La sentenza dei giudici della Corte d'Appello di Reggio per l'ex sindaco, noto per la creazione del "Modello Riace," simbolo mondiale dell'accoglienza, è attesa per la tarda mattinata o il primo pomeriggio di oggi.
L'accusa è rappresentata dai sostituti procuratori generali Adriana Fimiani e Antonio Giuttari, che hanno richiesto una condanna di 10 anni e 5 mesi di reclusione per Lucano. Durante la scorsa udienza, gli avvocati di Lucano, Giuliano Pisapia e Andrea Daqua, hanno presentato alla corte, presieduta dal giudice Giancarlo Bianchi, con giudici relatori Davide Lauro e Massimo Minniti, una richiesta di revisione della sentenza di primo grado emessa dal Tribunale di Locri.
I giudici di Locri, in primo grado, avevano condannato Lucano a di 13 anni e due mesi di reclusione, oltre al pagamento di 700mila euro di risarcimenti.
L'accusa è basata sull'inchiesta "Xenia," che sostiene che Lucano abbia utilizzato i fondi destinati all'accoglienza dei migranti a fini personali. Le accuse contro di lui includono associazione a delinquere, abuso d'ufficio, truffa, concussione, peculato, turbativa d'asta, falsità ideologica e favoreggiamento dell'immigrazione clandestina.

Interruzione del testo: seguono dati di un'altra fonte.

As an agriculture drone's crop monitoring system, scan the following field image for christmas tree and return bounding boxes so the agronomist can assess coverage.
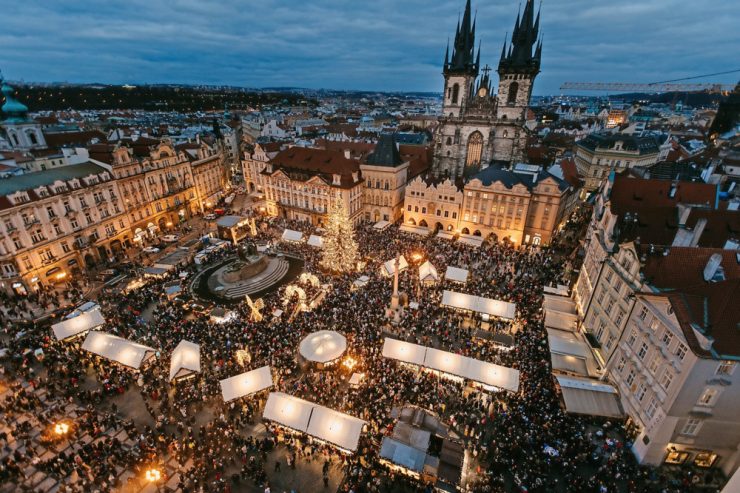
[321,198,358,272]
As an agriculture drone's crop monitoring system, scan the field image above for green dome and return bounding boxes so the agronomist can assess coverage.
[2,84,28,117]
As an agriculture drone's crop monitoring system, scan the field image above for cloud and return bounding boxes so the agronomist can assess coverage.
[0,0,740,94]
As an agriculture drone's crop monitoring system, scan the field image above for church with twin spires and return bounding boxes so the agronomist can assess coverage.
[432,0,542,178]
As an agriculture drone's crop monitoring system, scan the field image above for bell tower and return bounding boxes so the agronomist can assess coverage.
[442,0,480,118]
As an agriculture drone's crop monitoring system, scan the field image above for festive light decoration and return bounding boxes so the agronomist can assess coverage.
[321,199,358,273]
[247,295,265,322]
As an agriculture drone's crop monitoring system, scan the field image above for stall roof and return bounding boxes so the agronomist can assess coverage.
[51,308,105,341]
[308,235,324,248]
[380,255,409,277]
[283,229,303,242]
[383,337,426,366]
[445,266,470,283]
[442,291,516,320]
[557,376,624,417]
[306,406,365,452]
[419,260,439,281]
[82,332,155,369]
[299,330,347,363]
[457,235,483,248]
[170,340,200,380]
[262,392,314,432]
[398,224,432,236]
[220,366,273,402]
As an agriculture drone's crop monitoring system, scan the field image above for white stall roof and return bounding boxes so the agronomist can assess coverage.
[300,330,347,363]
[262,392,315,432]
[557,376,624,417]
[306,406,365,452]
[82,332,155,369]
[380,255,409,277]
[457,235,483,248]
[308,235,324,248]
[442,291,516,320]
[51,308,105,341]
[383,338,426,366]
[283,229,303,241]
[398,224,432,236]
[220,366,272,402]
[445,266,470,283]
[170,341,200,380]
[419,260,439,282]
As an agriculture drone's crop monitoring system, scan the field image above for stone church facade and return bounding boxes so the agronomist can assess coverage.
[432,0,542,178]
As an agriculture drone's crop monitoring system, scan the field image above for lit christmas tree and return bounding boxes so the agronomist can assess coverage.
[321,199,358,273]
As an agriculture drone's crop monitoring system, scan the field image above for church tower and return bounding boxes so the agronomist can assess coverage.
[442,0,480,118]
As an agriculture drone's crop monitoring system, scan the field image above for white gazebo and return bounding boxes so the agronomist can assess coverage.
[306,235,324,248]
[299,330,347,366]
[380,255,409,277]
[419,260,439,284]
[283,229,303,243]
[170,340,200,381]
[51,308,105,341]
[445,266,470,284]
[220,366,273,402]
[82,332,156,370]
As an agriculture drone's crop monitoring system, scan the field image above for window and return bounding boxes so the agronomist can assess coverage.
[716,361,736,376]
[660,368,673,390]
[645,396,658,419]
[696,387,719,407]
[681,418,702,437]
[637,342,648,360]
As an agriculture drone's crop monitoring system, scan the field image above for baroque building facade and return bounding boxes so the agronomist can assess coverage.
[433,0,542,179]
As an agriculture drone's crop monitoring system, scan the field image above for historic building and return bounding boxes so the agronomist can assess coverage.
[0,162,131,295]
[433,0,542,178]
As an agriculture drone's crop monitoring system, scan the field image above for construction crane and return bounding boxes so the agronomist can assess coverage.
[560,69,740,93]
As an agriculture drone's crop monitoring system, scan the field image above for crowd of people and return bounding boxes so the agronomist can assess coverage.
[0,206,724,493]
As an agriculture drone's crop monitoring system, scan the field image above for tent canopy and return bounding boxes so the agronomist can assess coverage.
[381,255,409,277]
[398,224,432,236]
[308,235,324,248]
[283,229,303,242]
[300,330,347,363]
[170,340,200,380]
[445,266,470,283]
[557,376,624,417]
[419,260,439,282]
[51,309,105,341]
[457,235,483,248]
[442,291,516,320]
[262,392,365,451]
[220,366,272,402]
[82,332,155,370]
[383,338,519,392]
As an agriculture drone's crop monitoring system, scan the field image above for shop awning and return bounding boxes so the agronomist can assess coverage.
[220,366,273,402]
[557,376,624,418]
[445,266,470,283]
[80,330,155,370]
[381,255,409,277]
[283,229,303,242]
[170,341,200,380]
[308,235,324,248]
[51,309,105,341]
[398,224,432,236]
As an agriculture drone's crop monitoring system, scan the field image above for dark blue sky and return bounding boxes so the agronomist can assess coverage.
[0,0,740,94]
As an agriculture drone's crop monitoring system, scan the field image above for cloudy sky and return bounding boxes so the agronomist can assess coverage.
[0,0,740,94]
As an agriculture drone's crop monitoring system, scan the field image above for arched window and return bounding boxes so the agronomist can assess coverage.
[465,131,483,166]
[452,84,460,104]
[506,82,519,104]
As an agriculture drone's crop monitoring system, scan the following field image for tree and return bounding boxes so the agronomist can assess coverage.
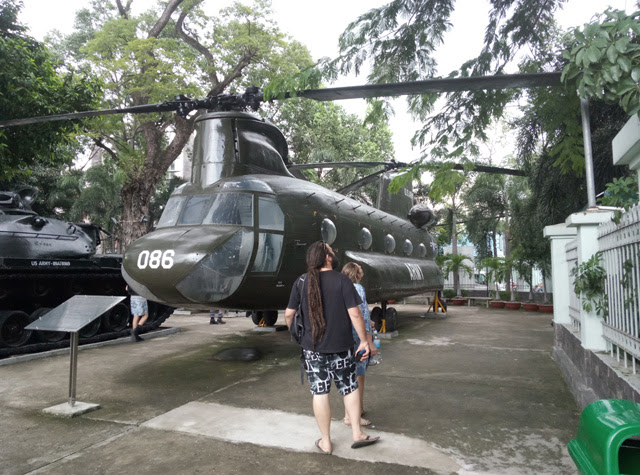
[480,257,507,300]
[562,8,640,115]
[462,174,507,259]
[50,0,318,249]
[0,0,99,183]
[442,254,473,297]
[324,0,562,188]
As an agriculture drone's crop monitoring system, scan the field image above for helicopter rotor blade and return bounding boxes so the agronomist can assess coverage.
[336,163,526,195]
[0,98,207,128]
[289,162,387,170]
[464,163,527,176]
[292,72,562,101]
[336,169,387,195]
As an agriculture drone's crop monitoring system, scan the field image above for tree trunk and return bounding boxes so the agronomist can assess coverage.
[451,205,462,298]
[504,210,516,302]
[120,116,196,249]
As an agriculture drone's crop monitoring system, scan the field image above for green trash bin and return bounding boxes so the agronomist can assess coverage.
[569,399,640,475]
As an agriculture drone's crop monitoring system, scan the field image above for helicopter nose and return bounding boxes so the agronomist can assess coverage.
[122,226,246,305]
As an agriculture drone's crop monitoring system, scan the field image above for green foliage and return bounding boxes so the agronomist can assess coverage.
[480,257,507,299]
[325,0,563,204]
[0,0,99,182]
[599,173,638,223]
[571,252,609,319]
[47,0,320,244]
[562,9,640,115]
[462,174,508,258]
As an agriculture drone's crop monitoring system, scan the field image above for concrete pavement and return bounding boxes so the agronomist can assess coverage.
[0,305,579,475]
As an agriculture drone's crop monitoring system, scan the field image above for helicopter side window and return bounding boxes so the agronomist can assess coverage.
[156,196,186,228]
[204,193,253,226]
[258,196,284,231]
[252,233,284,272]
[178,195,210,224]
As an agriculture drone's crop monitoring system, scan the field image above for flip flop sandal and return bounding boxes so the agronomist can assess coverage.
[351,435,380,449]
[316,439,333,455]
[342,417,371,426]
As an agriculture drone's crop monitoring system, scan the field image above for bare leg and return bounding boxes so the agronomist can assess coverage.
[344,374,366,425]
[344,391,367,442]
[357,374,364,415]
[138,313,149,326]
[313,394,332,452]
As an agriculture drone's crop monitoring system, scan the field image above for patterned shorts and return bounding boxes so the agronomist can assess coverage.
[304,350,358,396]
[131,295,149,316]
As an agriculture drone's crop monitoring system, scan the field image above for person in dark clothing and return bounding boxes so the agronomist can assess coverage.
[284,241,380,454]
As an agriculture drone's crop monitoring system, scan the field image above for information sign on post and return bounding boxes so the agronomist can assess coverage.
[25,295,126,417]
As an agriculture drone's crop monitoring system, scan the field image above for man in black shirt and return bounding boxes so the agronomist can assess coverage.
[284,241,380,454]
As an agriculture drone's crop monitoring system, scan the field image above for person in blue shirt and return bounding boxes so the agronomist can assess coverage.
[342,262,378,426]
[284,241,380,455]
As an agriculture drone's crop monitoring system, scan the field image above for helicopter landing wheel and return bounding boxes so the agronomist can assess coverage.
[371,307,382,331]
[262,310,278,327]
[384,307,398,333]
[251,310,264,325]
[0,310,31,348]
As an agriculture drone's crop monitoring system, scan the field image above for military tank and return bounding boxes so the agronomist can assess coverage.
[0,188,173,357]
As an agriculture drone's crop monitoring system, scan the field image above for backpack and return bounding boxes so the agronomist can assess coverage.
[289,274,307,345]
[289,274,307,384]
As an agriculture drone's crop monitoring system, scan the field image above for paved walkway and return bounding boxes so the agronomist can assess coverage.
[0,305,579,475]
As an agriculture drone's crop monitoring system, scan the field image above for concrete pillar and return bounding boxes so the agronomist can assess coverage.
[611,114,640,193]
[543,223,578,324]
[565,208,613,351]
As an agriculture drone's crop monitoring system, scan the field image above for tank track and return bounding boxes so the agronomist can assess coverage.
[0,304,174,359]
[0,268,173,358]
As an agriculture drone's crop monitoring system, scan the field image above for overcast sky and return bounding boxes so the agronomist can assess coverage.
[20,0,634,161]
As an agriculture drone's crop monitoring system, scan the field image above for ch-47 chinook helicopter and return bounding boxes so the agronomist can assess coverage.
[0,73,561,331]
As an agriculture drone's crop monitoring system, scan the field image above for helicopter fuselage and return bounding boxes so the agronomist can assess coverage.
[123,112,443,310]
[123,175,442,309]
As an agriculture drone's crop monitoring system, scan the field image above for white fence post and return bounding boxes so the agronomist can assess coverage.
[565,208,613,351]
[544,223,578,324]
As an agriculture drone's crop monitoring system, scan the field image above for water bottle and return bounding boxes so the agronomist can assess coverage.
[369,330,382,365]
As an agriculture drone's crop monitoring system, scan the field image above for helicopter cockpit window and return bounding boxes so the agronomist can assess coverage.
[178,195,211,224]
[252,233,284,272]
[384,234,396,254]
[204,193,253,226]
[358,228,373,249]
[320,218,338,245]
[402,239,413,256]
[258,196,284,231]
[156,196,186,228]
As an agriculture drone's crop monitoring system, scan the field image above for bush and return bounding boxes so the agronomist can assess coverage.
[442,289,456,299]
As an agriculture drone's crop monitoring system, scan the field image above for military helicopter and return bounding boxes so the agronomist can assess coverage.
[0,73,561,331]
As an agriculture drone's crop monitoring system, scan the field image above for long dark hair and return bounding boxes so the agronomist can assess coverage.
[307,241,329,349]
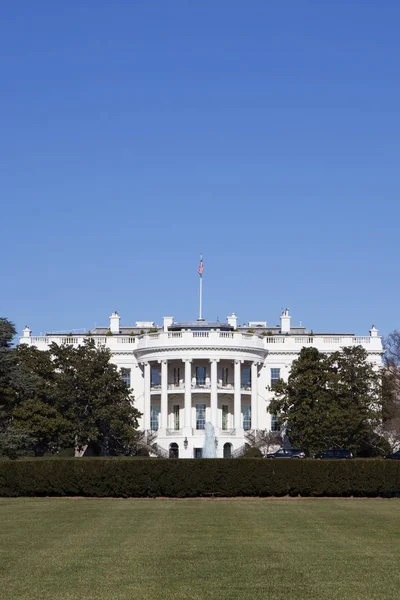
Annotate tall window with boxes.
[242,367,251,388]
[151,369,161,387]
[222,404,228,431]
[271,415,279,431]
[196,404,206,429]
[196,367,206,385]
[121,369,131,387]
[174,404,180,431]
[150,404,160,431]
[271,369,281,389]
[243,404,251,431]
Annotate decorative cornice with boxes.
[133,346,268,360]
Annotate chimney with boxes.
[163,317,174,331]
[110,311,121,333]
[226,313,237,329]
[22,325,32,338]
[281,308,292,333]
[369,325,378,337]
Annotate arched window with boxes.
[169,442,179,458]
[224,442,232,458]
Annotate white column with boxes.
[233,360,242,429]
[160,360,168,429]
[251,362,258,429]
[210,359,218,427]
[185,360,192,427]
[143,362,151,430]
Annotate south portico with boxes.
[139,348,261,457]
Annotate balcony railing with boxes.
[168,382,185,390]
[192,381,211,390]
[217,381,235,390]
[220,429,236,437]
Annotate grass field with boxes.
[0,498,400,600]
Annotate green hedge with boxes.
[0,458,400,498]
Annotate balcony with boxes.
[217,381,235,390]
[192,381,211,390]
[168,381,185,390]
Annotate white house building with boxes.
[20,309,383,458]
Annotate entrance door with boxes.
[224,442,232,458]
[169,442,179,458]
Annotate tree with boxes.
[269,346,381,454]
[50,339,140,456]
[12,345,72,456]
[0,318,16,447]
[382,330,400,450]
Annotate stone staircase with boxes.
[137,429,169,458]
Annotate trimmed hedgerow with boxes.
[0,458,400,498]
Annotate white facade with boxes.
[20,309,383,458]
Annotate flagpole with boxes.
[199,275,203,321]
[197,254,204,321]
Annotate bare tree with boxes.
[382,329,400,449]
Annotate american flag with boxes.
[198,256,204,277]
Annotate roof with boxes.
[168,319,234,331]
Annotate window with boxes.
[196,404,206,429]
[196,367,206,385]
[224,442,232,458]
[174,404,180,431]
[169,442,179,458]
[271,369,281,389]
[121,369,131,387]
[243,404,251,431]
[150,404,160,431]
[150,369,161,388]
[222,404,228,431]
[242,367,251,389]
[271,415,280,431]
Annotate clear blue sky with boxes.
[0,0,400,334]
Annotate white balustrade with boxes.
[353,337,370,344]
[116,336,136,344]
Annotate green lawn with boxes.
[0,499,400,600]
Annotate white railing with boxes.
[165,429,182,435]
[24,331,382,353]
[59,336,79,345]
[116,335,136,344]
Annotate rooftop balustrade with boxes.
[20,331,382,352]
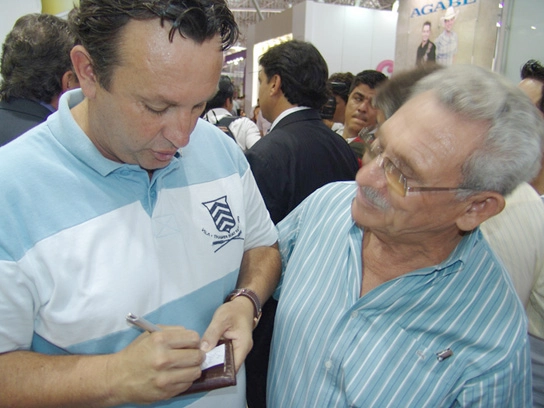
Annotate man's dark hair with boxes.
[349,69,387,94]
[206,75,234,112]
[0,14,75,103]
[521,60,544,113]
[521,60,544,82]
[372,63,444,119]
[329,72,355,103]
[70,0,239,89]
[259,40,329,110]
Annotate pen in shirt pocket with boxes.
[126,313,161,333]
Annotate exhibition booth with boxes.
[0,0,544,112]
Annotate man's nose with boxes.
[162,112,194,149]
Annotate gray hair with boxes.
[411,65,544,195]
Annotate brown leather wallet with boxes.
[180,340,236,395]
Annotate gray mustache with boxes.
[361,187,390,210]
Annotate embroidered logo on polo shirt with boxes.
[202,195,243,252]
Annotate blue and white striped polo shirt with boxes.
[0,91,277,407]
[267,182,531,408]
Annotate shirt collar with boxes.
[268,106,311,133]
[52,89,181,176]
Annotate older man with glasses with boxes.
[267,66,544,408]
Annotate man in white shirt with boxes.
[204,75,261,152]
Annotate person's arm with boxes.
[0,327,204,408]
[455,339,533,408]
[202,244,281,370]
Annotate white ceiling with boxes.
[227,0,395,47]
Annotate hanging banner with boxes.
[395,0,502,71]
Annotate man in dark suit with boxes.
[0,14,79,146]
[246,40,359,408]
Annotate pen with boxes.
[126,313,161,333]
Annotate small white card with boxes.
[200,344,225,370]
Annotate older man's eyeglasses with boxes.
[359,131,473,197]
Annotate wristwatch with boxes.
[224,288,263,328]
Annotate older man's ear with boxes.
[456,191,505,231]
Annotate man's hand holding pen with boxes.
[107,316,205,403]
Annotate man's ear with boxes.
[61,70,79,93]
[268,74,281,96]
[70,45,99,99]
[456,191,505,231]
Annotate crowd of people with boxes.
[0,0,544,408]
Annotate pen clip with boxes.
[126,313,161,333]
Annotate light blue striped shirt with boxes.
[267,182,532,408]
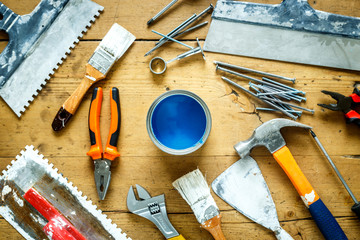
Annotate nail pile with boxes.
[214,61,315,120]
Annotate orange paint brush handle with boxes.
[51,64,105,131]
[201,215,225,240]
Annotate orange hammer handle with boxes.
[104,87,121,161]
[86,87,103,160]
[273,146,319,206]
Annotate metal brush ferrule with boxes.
[88,48,116,75]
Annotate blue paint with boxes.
[151,94,206,150]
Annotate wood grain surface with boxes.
[0,0,360,240]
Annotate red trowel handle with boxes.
[24,188,86,240]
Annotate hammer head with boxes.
[234,118,312,158]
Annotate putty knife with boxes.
[211,156,293,240]
[204,0,360,71]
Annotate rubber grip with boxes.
[104,87,121,161]
[86,87,103,160]
[273,146,319,206]
[309,199,348,240]
[169,234,185,240]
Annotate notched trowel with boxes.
[0,0,103,117]
[211,156,293,240]
[0,146,130,240]
[204,0,360,71]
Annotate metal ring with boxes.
[149,57,166,74]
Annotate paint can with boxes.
[146,90,211,155]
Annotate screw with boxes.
[147,0,178,25]
[214,61,295,83]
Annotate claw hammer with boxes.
[234,118,347,240]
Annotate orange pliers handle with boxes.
[87,87,121,160]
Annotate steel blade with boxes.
[204,19,360,71]
[211,156,280,231]
[0,0,103,117]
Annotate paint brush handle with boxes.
[52,64,105,131]
[201,215,226,240]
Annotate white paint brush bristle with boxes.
[89,23,135,75]
[173,169,220,224]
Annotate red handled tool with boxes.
[24,188,86,240]
[318,88,360,127]
[87,87,121,200]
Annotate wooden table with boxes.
[0,0,360,240]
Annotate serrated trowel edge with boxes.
[0,0,104,117]
[0,145,131,240]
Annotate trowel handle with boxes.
[273,146,347,240]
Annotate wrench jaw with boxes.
[126,185,179,239]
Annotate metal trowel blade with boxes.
[211,156,291,236]
[204,19,360,71]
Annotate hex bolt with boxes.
[214,61,295,83]
[147,0,178,25]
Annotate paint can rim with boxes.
[146,90,212,155]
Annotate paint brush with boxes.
[52,23,135,131]
[173,169,225,240]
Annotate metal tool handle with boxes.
[104,87,121,161]
[86,87,103,160]
[273,146,347,240]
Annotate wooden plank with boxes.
[0,0,360,240]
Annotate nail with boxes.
[214,61,295,83]
[260,97,315,114]
[145,4,214,56]
[151,30,194,49]
[147,0,178,25]
[221,77,298,120]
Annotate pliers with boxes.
[86,87,121,200]
[318,88,360,127]
[126,184,185,240]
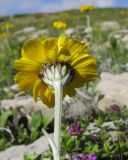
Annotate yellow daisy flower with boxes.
[14,35,97,107]
[2,23,13,29]
[53,21,67,29]
[80,4,94,12]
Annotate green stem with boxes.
[87,14,91,28]
[54,80,63,160]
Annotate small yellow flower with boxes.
[80,4,94,12]
[53,21,67,29]
[0,32,8,39]
[2,23,13,29]
[14,35,97,107]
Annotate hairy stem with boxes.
[54,81,63,160]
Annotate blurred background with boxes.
[0,0,128,15]
[0,0,128,160]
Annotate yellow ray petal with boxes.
[42,38,58,61]
[22,39,47,63]
[64,86,76,97]
[14,57,42,72]
[14,72,38,91]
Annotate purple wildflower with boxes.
[109,104,120,113]
[73,156,81,160]
[80,153,88,160]
[88,153,96,160]
[68,123,84,136]
[73,153,88,160]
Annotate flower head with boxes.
[68,123,84,136]
[0,32,9,39]
[80,4,94,12]
[109,104,120,113]
[14,36,97,107]
[53,21,67,29]
[73,153,88,160]
[2,23,13,29]
[88,153,96,160]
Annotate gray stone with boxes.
[64,28,76,37]
[96,72,128,110]
[0,134,53,160]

La Procura di Locri ha contestato integralmente il celebre "Modello Riace" sostenendo che il sistema si basi su pratiche illegali. Dalla parte della difesa, si sostiene che l'innocenza di Lucano sia documentalmente provata, poiché il suo obiettivo era in linea con i principi degli Sprar, ovvero l'accoglienza e l'integrazione dei migranti. La difesa fa notare che non esistono prove che dimostrino che Lucano avesse altre intenzioni.
D'altra parte, gli avvocati evidenziano un eccessivo utilizzo delle intercettazioni telefoniche, copiate ed incollate integralmente nella motivazione della sentenza. Secondo la difesa, molte di queste intercettazioni siano inutilizzabili.